REALISATION : Clint Eastwood
PRODUCTION : Universal Pictures, The Malpaso company
AVEC : Clint Eastwood, Verna Bloom, Mariana Hill, Geoffrey Lewis, Billy Curtis
SCENARIO : Ernst Tidyman, Dean Riesner
PHOTOGRAPHIE : Bruce Surtees
MONTAGE : Ferris Webster
BANDE ORIGINALE : Dee Barton
ORIGINE : Etats-Unis
GENRE : Western
DATE DE SORTIE : 22 août 1973
DUREE : 1h45
BANDE-ANNONCE

Synopsis : Un homme, tout de noir vêtu, débarque dans une petite ville américaine, située au bord d’un lac. Dès son arrivée, il s’attire les foudres de trois malfrats, qu’il abat froidement. Les habitants lui demandent alors de les protéger contre des bandits qui ont juré de semer le chaos dans la communauté. L’étranger accepte, mais pose ses conditions…

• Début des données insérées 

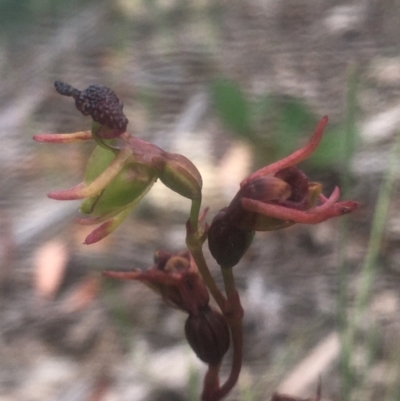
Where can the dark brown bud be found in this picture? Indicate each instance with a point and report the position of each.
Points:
(227, 243)
(208, 334)
(98, 101)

Pas facile de se faire un nom quand on erre dans l’Ouest américain de film en film, en conservant le même mutisme, en adoptant le même comportement et en trimballant le même archétype. Tout juste peut-on acquérir le statut d’icône mythologique, ce qui avait fini par arriver pour le fameux « homme sans nom ». En 1973, alors que le personnage restait encore associé pour les cinéphiles à l’image de son interprète Clint Eastwood, ce dernier revint sans crier gare au bercail pour son deuxième passage derrière la caméra après Un frisson dans la nuit en 1971. Une double occasion pour lui : d’abord celle de livrer enfin sa propre vision de l’homme de l’Ouest (et autant dire qu’elle tranchera radicalement avec les autres), ensuite celle de payer enfin son tribut à ses maîtres de cinéma. Ce qu’il accomplira ici de façon ironique et détournée en inscrivant certains noms précis (Don Siegel, Sergio Leone, Brian G. Hutton) sur trois des pierres tombales du cimetière de la ville où se déroulera l’action. Le moins que l’on puisse dire est que L’homme des hautes plaines contenait déjà tout ce que le cinéaste pouvait apporter de nouveau au genre, désacralisant au passage l’image picaresque de l’Ouest développée par le western spaghetti pour l’épicer d’une cruauté et d’une ambiguïté peu communes. Avec, comme souvent chez Clint, le thème de la vengeance au cœur des enjeux du récit. C’est toutefois l’exploitation très spécifique (voire ambiguë) de ce thème qui rend ce second film inouï et fascinant à décortiquer. Et comme ce dernier fête cette année ses quarante bougies, il est grand temps de revenir là-bas, près du lac, dans cette ville « rouge sang », en enfer…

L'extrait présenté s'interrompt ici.